None Other Gods eBook

This eBook from the Gutenberg Project consists of approximately 378 pages of information about None Other Gods.

None Other Gods eBook

This eBook from the Gutenberg Project consists of approximately 378 pages of information about None Other Gods.

Jimmie crept up beside him, looking at him with big black, reverential eyes.  Then he leaned against him with a quick smile and closed his eyes ecstatically.  Frank put an arm round the boy to support him.

“Oh!  Gertie’s gone to see a friend,” said the Major.  “Did you want her?”

Frank said nothing, and Mrs. Partington looked from one to the other swiftly.
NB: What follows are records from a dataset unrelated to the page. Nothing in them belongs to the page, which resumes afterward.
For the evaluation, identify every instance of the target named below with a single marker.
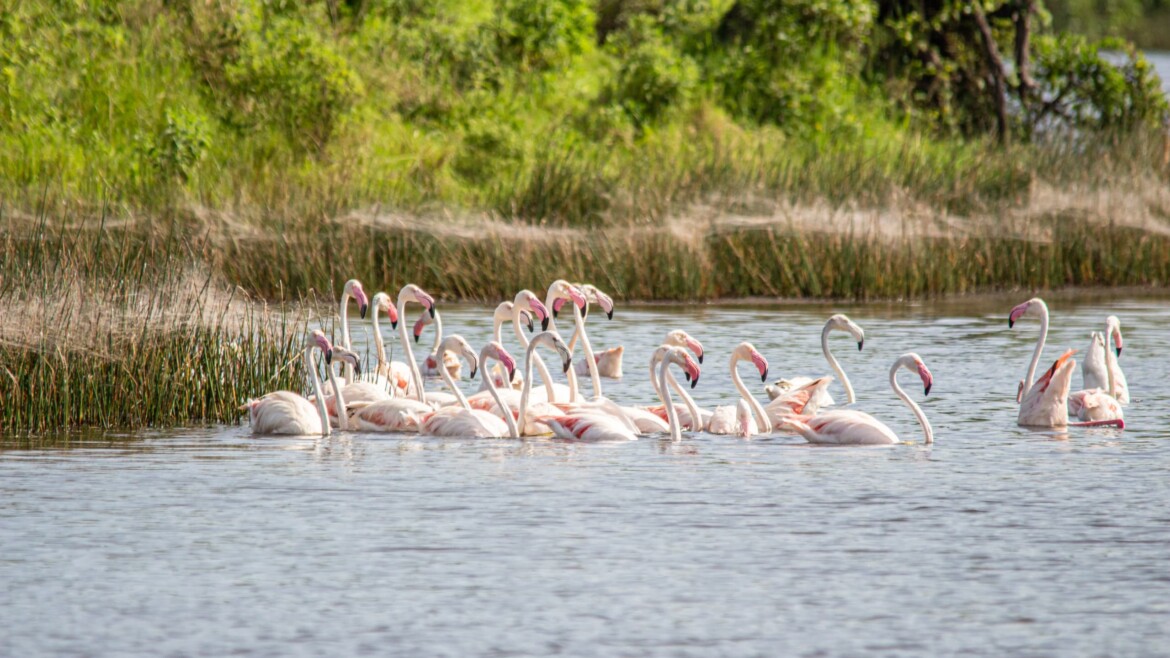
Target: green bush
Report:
(651, 75)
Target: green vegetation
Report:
(166, 163)
(108, 330)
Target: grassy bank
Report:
(97, 331)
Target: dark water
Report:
(996, 541)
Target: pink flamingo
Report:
(1101, 364)
(429, 367)
(1044, 403)
(839, 322)
(284, 412)
(858, 427)
(596, 426)
(462, 420)
(352, 288)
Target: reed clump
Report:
(130, 334)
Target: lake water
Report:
(995, 541)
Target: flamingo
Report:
(352, 288)
(680, 338)
(521, 404)
(284, 412)
(608, 362)
(848, 426)
(393, 375)
(723, 419)
(412, 294)
(592, 426)
(839, 322)
(429, 367)
(1100, 363)
(462, 420)
(1044, 403)
(1094, 403)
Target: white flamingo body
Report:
(284, 412)
(839, 322)
(463, 420)
(847, 426)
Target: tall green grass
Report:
(109, 330)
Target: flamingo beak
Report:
(1014, 315)
(928, 379)
(761, 364)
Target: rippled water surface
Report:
(995, 541)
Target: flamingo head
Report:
(1031, 308)
(420, 324)
(556, 342)
(456, 344)
(841, 322)
(317, 340)
(497, 351)
(348, 356)
(600, 299)
(1060, 374)
(528, 301)
(681, 357)
(1113, 326)
(384, 303)
(353, 289)
(565, 290)
(747, 351)
(412, 293)
(681, 338)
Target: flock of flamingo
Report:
(393, 398)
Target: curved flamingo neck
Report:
(914, 406)
(378, 342)
(672, 416)
(589, 351)
(765, 424)
(1039, 349)
(310, 362)
(504, 410)
(539, 362)
(451, 383)
(338, 399)
(406, 348)
(345, 331)
(434, 345)
(834, 364)
(696, 416)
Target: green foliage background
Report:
(565, 111)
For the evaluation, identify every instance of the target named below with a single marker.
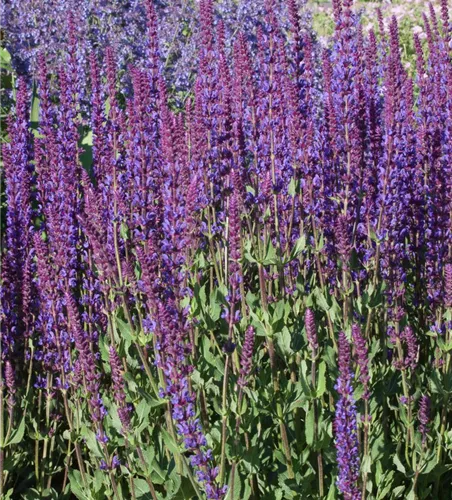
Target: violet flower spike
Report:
(346, 427)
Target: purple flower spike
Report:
(345, 426)
(10, 385)
(448, 285)
(424, 416)
(247, 357)
(311, 331)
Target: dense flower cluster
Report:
(162, 255)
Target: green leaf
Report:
(321, 384)
(170, 443)
(309, 426)
(237, 487)
(400, 467)
(17, 437)
(141, 488)
(142, 410)
(75, 479)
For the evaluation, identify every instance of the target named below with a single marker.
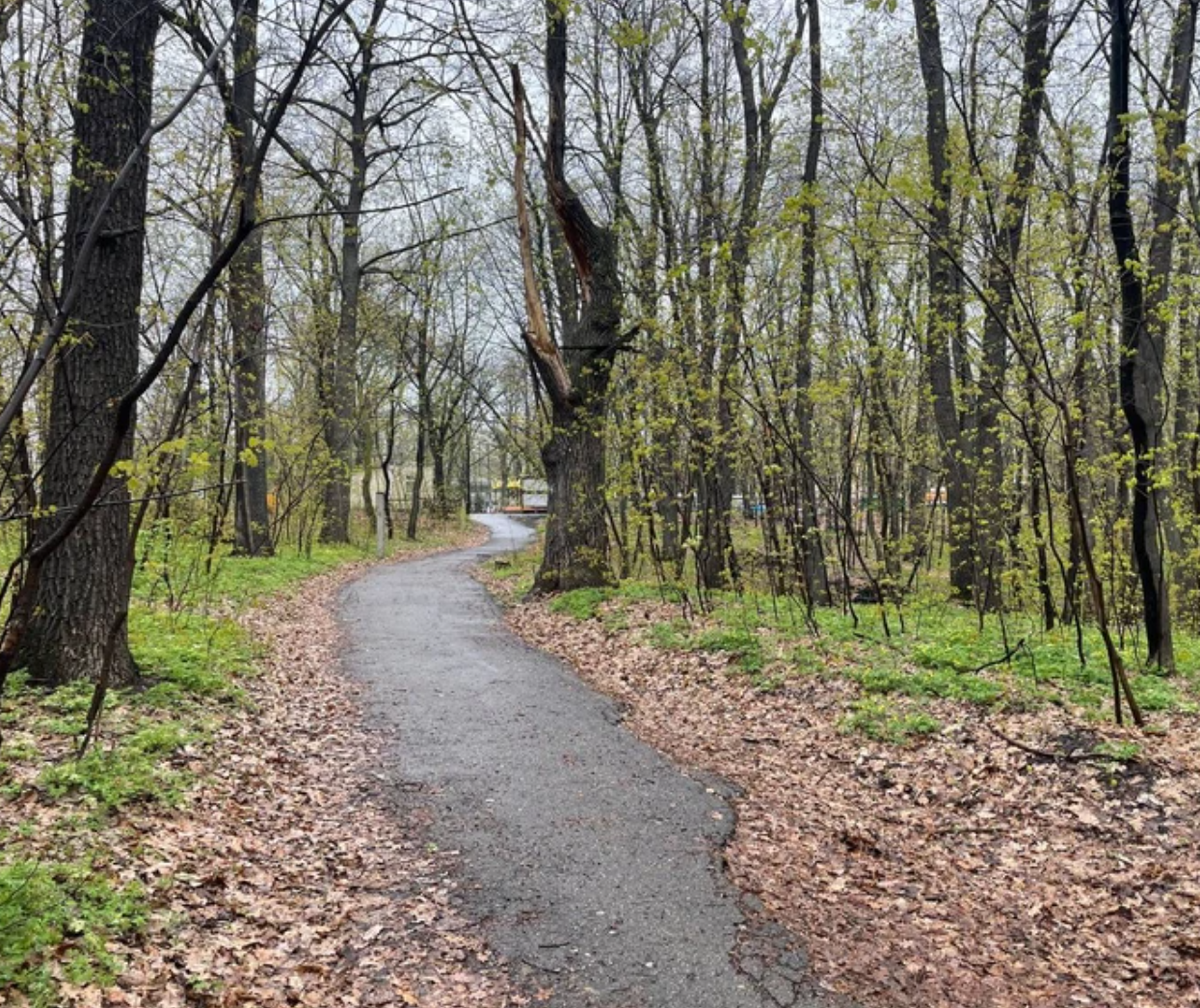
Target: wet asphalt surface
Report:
(592, 862)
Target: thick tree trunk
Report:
(991, 515)
(813, 547)
(576, 375)
(1140, 373)
(83, 589)
(943, 329)
(576, 535)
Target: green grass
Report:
(60, 903)
(59, 918)
(883, 721)
(931, 652)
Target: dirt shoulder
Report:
(287, 879)
(954, 871)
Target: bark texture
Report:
(83, 588)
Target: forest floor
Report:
(949, 855)
(261, 862)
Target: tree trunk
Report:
(813, 549)
(576, 375)
(83, 588)
(989, 485)
(943, 329)
(247, 301)
(1140, 373)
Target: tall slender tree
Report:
(83, 589)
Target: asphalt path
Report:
(593, 863)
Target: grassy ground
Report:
(903, 661)
(65, 895)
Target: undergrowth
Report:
(63, 903)
(929, 652)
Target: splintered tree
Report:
(1141, 382)
(576, 373)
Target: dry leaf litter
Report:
(957, 873)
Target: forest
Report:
(875, 317)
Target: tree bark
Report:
(989, 489)
(83, 588)
(943, 328)
(247, 300)
(575, 376)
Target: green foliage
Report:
(882, 721)
(743, 645)
(57, 918)
(61, 913)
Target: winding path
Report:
(593, 862)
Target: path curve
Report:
(593, 862)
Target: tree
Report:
(576, 373)
(83, 589)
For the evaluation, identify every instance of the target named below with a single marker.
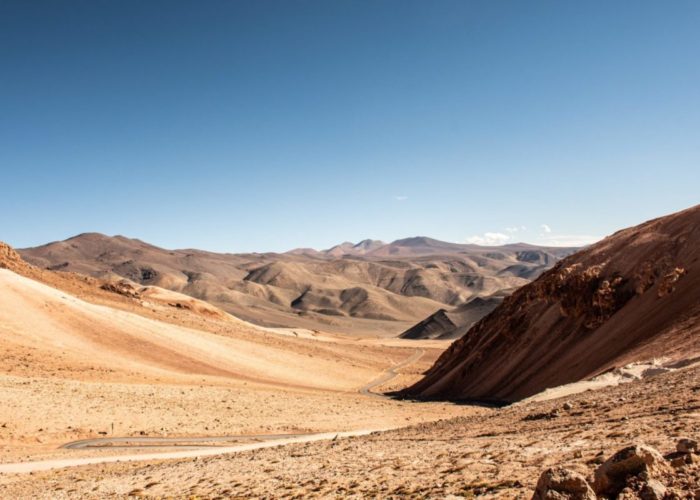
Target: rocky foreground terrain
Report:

Mrs. Partington had gathered a little food for thought during the last few days.  It had become perfectly evident to her that the girl was very much in love with this young man, and that while this young man either was, or affected to be, ignorant of it, the Major was not.  Gertie had odd silences when Frank came into the room, or yet more odd volubilities, and Mrs. Partington was not quite sure of the Major’s attitude.  This officer and her husband had had dealings together in the past of a nature which I could not quite determine (indeed, the figure of Mr. Partington is still a complete mystery to me, and rather a formidable mystery); and I gather that Mrs. Partington had learned from her husband that the Major was not simply negligible.  She knew him for a blackguard, but she seems to have been uncertain of what kind was this black-guardism—­whether of the strong or the weak variety.  She was just a little uncomfortable, therefore, as to the significance of Gertie; and had already wondered more than once whether or no she should say a motherly word to the young man.

* * * * *

There came a sound of footsteps up the street as Mrs. Partington ironed a collar of Jimmie’s on the dining-room table, and laid down the iron as a tap fell on the door.  The Major took out his pipe and began to fill it as she went out to see who was knocking.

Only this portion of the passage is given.